A minimal Python library for writing and running benchmarks.

microbenchmark gives you simple building blocks — Scenario, ScenarioGroup, and BenchmarkResult — that you can embed directly into your project or call from CI. No separate CLI package to install; .cli() is built in. You write a Python file, call .run() or .cli(), and you are done.

Key features:

  • A Scenario wraps any callable with a fixed argument list and runs it n times, collecting per-run timings.
  • A ScenarioGroup lets you combine scenarios and run them together with a single call.
  • BenchmarkResult holds every individual duration and gives you mean, best, worst, and percentile views.
  • Results can be serialized to and restored from JSON.
  • No external dependencies beyond the Python standard library.

Table of contents


Installation

pip install microbenchmark

Quick start

from microbenchmark import Scenario

def build_list():
    return list(range(1000))

scenario = Scenario(build_list, name='build_list', number=500)
result = scenario.run()

print(len(result.durations))
#> 500
print(result.mean)   # example — actual value depends on your hardware
#> 0.000012
print(result.best)
#> 0.000010
print(result.worst)
#> 0.000018

Scenario

A Scenario describes a single benchmark: the function to call, what arguments to pass, and how many times to run it.

Constructor

Scenario(
    function,
    args=None,
    *,
    name,
    doc='',
    number=1000,
    timer=time.perf_counter,
)
  • function — the callable to benchmark.
  • args — a list of positional arguments passed to function on every call as function(*args).
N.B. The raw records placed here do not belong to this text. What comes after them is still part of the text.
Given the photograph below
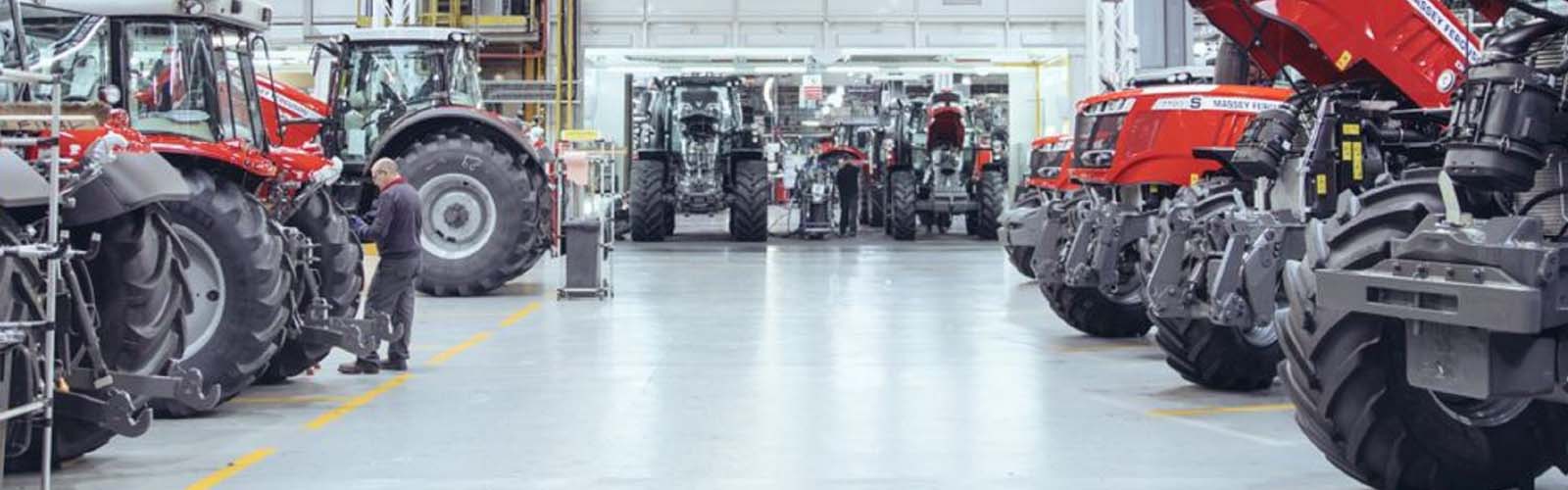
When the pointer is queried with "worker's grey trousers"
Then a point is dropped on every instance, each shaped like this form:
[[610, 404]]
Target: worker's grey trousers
[[392, 292]]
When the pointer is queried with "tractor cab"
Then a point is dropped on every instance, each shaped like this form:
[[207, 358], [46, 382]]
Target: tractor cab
[[386, 74]]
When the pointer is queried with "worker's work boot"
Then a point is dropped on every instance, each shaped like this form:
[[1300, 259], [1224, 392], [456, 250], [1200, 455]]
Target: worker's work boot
[[360, 367], [394, 365]]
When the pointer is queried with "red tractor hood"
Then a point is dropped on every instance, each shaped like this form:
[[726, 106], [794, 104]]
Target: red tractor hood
[[1149, 135]]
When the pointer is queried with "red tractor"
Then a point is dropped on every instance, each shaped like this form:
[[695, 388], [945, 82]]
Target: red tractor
[[1048, 179], [1134, 150], [949, 173], [274, 270], [1363, 114], [1424, 322], [413, 94]]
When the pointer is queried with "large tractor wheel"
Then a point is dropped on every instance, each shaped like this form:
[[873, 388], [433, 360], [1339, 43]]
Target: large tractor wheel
[[749, 206], [992, 193], [902, 216], [1215, 355], [1019, 257], [141, 300], [237, 280], [341, 273], [651, 214], [1220, 357], [21, 300], [1097, 315], [1348, 383], [875, 203], [486, 213]]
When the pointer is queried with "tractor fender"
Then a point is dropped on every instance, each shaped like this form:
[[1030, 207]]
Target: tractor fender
[[410, 129], [1021, 226], [21, 185], [130, 181]]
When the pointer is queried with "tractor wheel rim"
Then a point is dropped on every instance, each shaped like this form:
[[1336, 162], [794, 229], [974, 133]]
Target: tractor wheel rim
[[460, 216], [206, 280]]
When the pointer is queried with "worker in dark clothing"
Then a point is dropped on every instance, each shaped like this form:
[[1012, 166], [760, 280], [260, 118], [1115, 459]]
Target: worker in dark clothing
[[396, 232], [849, 182]]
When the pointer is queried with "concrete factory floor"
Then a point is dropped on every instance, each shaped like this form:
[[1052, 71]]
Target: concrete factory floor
[[786, 365]]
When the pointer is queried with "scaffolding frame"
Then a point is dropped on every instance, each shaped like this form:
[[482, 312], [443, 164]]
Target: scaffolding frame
[[54, 253]]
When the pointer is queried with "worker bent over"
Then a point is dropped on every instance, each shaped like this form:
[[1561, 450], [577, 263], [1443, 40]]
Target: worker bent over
[[396, 231]]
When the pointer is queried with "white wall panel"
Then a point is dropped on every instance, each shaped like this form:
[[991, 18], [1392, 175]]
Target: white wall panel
[[612, 35], [964, 8], [874, 35], [869, 10], [612, 10], [1047, 8], [690, 35], [690, 10], [780, 35], [963, 35], [778, 8]]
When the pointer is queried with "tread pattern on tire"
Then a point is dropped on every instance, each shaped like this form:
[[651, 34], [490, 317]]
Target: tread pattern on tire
[[1348, 380], [258, 284], [901, 214], [749, 206], [1217, 357], [341, 272], [992, 192], [650, 211], [522, 231], [1090, 312]]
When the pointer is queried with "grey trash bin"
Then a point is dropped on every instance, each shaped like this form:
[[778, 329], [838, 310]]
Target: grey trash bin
[[582, 257]]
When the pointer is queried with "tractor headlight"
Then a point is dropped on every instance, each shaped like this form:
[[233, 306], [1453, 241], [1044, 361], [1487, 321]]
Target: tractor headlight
[[329, 173], [102, 151]]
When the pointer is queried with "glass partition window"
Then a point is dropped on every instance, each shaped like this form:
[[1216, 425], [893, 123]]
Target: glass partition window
[[172, 78], [239, 109], [380, 83], [465, 78]]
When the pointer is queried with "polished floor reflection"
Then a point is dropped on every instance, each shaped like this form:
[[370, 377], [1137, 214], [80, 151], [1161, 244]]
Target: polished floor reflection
[[786, 365]]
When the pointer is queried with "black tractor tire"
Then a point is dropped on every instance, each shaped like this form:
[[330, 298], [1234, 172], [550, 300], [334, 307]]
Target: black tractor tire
[[516, 200], [21, 300], [1019, 258], [992, 193], [1090, 312], [902, 217], [140, 296], [1348, 387], [749, 206], [1217, 357], [651, 213], [341, 275], [875, 205], [224, 226], [1214, 355]]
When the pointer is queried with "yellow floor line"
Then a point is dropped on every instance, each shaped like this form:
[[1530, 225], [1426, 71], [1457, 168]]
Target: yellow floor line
[[290, 399], [521, 315], [360, 401], [232, 468], [446, 355], [1098, 347], [1219, 411]]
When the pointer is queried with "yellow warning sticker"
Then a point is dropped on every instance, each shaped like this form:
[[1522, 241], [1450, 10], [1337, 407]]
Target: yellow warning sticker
[[1355, 162], [1345, 62]]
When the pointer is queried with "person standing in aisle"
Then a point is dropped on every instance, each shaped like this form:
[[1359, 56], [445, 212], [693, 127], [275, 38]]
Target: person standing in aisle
[[849, 182], [396, 232]]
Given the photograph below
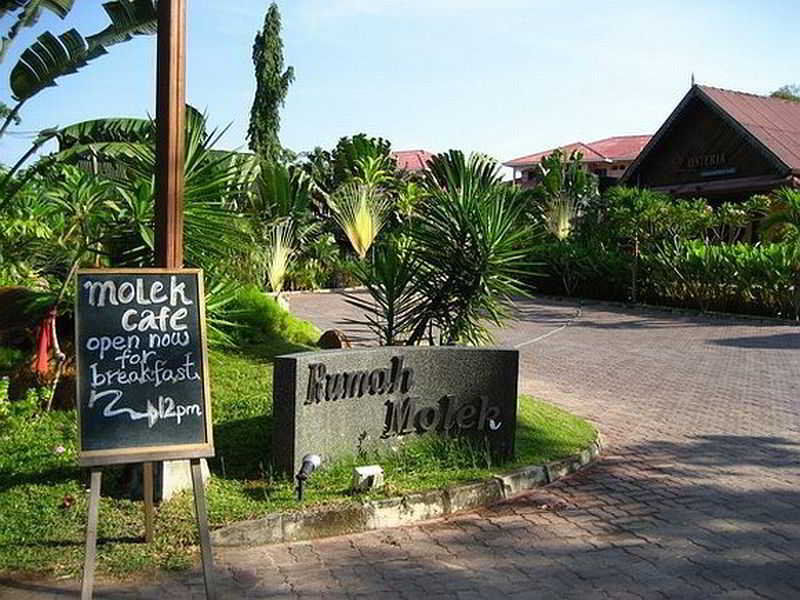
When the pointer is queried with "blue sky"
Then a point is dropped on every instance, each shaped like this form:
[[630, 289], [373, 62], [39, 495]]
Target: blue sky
[[505, 77]]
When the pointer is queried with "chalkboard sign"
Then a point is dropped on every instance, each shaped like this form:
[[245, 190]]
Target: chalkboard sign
[[142, 366]]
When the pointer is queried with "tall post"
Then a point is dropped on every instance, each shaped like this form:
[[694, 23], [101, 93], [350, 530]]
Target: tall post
[[170, 139], [170, 132]]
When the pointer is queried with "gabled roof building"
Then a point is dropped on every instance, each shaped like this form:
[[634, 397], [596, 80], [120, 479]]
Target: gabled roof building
[[412, 160], [608, 158], [722, 145]]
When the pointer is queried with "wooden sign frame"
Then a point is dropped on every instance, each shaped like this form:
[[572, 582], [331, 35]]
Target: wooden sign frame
[[139, 454]]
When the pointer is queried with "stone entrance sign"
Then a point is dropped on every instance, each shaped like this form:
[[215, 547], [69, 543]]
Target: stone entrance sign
[[338, 402]]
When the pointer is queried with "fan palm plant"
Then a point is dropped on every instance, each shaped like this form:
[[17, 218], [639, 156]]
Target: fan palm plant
[[361, 211], [280, 249]]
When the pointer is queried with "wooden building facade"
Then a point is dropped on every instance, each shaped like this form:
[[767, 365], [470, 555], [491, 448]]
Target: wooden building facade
[[722, 145]]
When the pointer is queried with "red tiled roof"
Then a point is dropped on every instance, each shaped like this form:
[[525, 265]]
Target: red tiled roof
[[621, 147], [772, 121], [412, 160]]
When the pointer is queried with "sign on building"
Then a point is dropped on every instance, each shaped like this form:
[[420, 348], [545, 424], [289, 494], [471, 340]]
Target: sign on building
[[339, 402]]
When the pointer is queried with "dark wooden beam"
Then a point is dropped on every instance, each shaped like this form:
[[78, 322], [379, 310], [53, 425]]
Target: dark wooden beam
[[170, 134]]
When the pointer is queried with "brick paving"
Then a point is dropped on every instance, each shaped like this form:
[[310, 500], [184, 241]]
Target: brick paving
[[697, 497]]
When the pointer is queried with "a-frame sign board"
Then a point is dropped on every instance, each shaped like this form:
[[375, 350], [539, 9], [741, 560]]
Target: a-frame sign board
[[142, 379]]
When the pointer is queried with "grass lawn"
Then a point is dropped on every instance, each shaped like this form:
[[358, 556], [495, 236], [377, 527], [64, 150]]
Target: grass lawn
[[43, 495]]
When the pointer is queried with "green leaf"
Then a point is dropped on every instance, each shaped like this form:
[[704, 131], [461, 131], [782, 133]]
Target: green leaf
[[51, 57], [128, 18], [48, 59], [29, 16]]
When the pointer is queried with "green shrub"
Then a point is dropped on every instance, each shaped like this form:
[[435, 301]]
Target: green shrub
[[758, 279], [259, 318], [9, 358], [573, 267]]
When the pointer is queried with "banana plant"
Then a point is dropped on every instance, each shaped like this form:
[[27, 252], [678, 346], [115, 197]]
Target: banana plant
[[52, 57], [29, 12]]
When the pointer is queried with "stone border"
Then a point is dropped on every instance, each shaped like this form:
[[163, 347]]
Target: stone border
[[402, 510]]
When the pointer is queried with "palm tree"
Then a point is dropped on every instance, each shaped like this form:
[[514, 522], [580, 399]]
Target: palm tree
[[783, 223], [470, 249]]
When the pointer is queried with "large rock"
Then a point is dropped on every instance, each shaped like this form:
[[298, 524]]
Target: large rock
[[334, 339]]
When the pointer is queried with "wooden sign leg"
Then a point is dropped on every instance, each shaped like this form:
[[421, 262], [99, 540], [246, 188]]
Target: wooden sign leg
[[87, 585], [202, 525], [147, 474]]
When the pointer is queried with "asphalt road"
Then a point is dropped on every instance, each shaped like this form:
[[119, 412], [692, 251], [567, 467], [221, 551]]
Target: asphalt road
[[697, 497]]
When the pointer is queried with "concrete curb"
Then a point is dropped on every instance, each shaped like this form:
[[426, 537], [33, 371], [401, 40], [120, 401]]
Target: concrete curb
[[401, 510], [358, 288], [661, 308]]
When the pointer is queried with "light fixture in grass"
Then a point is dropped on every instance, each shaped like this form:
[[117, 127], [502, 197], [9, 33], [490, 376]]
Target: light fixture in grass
[[361, 211]]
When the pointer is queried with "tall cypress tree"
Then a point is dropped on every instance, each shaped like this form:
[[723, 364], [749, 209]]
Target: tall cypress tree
[[272, 83]]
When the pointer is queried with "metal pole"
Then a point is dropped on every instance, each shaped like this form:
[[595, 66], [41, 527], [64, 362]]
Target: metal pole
[[170, 132]]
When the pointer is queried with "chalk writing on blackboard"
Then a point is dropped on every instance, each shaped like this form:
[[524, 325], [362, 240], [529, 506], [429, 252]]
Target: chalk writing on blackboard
[[142, 374]]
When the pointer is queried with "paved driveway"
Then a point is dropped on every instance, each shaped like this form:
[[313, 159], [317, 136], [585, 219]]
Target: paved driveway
[[697, 497]]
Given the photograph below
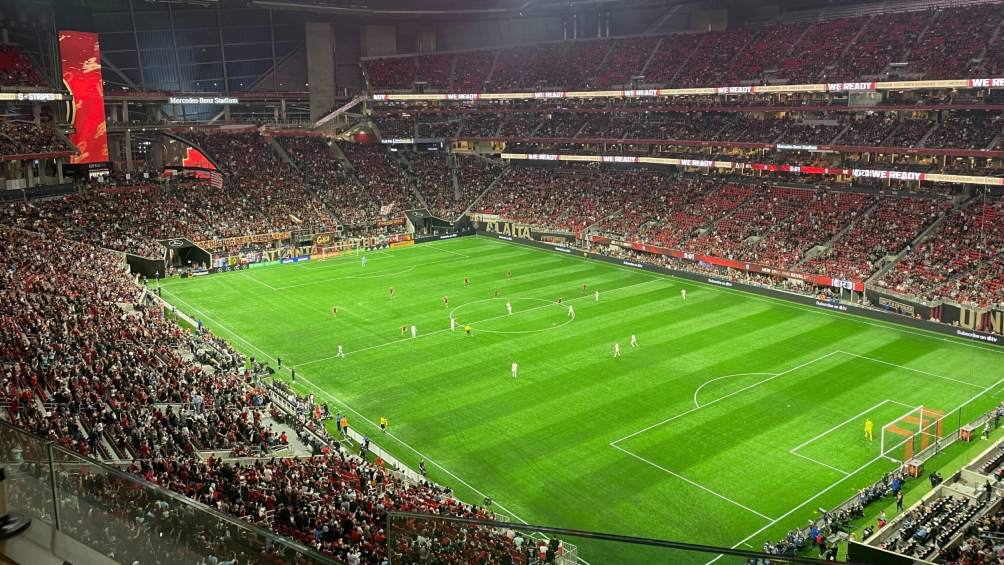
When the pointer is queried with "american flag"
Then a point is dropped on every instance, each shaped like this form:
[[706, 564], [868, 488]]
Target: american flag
[[216, 180]]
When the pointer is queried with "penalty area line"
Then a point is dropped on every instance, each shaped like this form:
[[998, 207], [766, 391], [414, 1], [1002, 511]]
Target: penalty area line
[[693, 484], [351, 409]]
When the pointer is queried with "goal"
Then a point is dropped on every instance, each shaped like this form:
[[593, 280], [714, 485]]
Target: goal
[[912, 433]]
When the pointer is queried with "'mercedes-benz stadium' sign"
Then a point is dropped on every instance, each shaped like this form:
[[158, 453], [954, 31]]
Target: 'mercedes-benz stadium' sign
[[203, 100]]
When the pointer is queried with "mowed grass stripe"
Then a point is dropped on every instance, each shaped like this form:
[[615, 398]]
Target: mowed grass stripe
[[540, 446]]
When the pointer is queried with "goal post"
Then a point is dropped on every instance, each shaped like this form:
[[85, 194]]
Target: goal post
[[912, 433]]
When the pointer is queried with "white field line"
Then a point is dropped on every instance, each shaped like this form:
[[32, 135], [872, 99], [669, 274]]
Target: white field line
[[692, 483], [733, 393], [826, 465], [255, 279], [840, 481], [353, 410], [421, 335], [710, 380], [785, 303], [980, 386], [842, 424]]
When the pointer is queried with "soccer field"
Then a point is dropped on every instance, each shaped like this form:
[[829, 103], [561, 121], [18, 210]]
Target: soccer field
[[736, 417]]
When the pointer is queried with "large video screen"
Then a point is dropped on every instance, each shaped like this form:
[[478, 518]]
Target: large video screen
[[81, 69]]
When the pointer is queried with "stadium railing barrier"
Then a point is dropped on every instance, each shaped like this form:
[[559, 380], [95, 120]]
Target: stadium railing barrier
[[126, 518], [421, 538]]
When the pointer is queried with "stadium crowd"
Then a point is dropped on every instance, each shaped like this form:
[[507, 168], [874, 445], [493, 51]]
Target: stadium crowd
[[935, 44], [92, 364], [25, 137], [17, 70], [961, 129]]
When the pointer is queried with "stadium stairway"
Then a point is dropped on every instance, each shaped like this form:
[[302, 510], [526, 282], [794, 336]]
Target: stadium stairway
[[491, 71], [824, 247], [283, 155], [930, 132], [888, 265], [409, 172], [993, 37], [452, 161], [652, 55], [488, 189]]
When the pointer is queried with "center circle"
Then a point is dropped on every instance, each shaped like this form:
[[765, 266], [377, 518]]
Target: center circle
[[529, 315]]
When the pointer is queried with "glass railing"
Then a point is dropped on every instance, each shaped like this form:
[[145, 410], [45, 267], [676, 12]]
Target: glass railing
[[126, 518], [421, 538]]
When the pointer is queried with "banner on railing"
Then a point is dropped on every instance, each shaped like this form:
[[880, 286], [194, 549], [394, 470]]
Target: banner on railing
[[723, 90], [243, 240], [799, 169]]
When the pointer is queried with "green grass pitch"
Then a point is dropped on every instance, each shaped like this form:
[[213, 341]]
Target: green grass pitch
[[737, 416]]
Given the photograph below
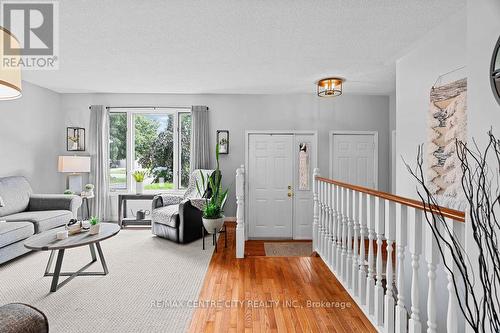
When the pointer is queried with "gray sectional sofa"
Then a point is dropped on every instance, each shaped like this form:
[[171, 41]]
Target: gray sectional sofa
[[23, 214]]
None (the default) and [] both mean the function is called with no arguments. The list is shallow-copied on construction, so appending to your original list afterward has no effect. Keyword arguments are not supported; wrap your callable in a functools.partial or a lambda if you need them.
  • name — a short label for this scenario (required).
  • doc — an optional longer description.
  • number — how many times to call function per run. Must be at least 1; passing 0 or a negative value raises ValueError.
  • timer — a zero-argument callable that returns the current time as a float. Defaults to time.perf_counter. Supply a custom clock to get deterministic measurements in tests.
import time
from microbenchmark import Scenario

scenario = Scenario(
    sorted,
    args=[[3, 1, 2]],
    name='sort_three_items',
    doc='Sort a list of three integers.',
    number=10000,
)

For keyword arguments, use functools.partial:

from functools import partial
from microbenchmark import Scenario

scenario = Scenario(
    partial(sorted, key=lambda x: -x),
    args=[[3, 1, 2]],
    name='sort_descending',
)

For functions that take multiple positional arguments, list all of them in args:

from microbenchmark import Scenario

scenario = Scenario(pow, args=[2, 10], name='power')
result = scenario.run()
print(result.mean)
#> 0.000000  # example — very fast operation

run(warmup=0)

Runs the benchmark and returns a BenchmarkResult.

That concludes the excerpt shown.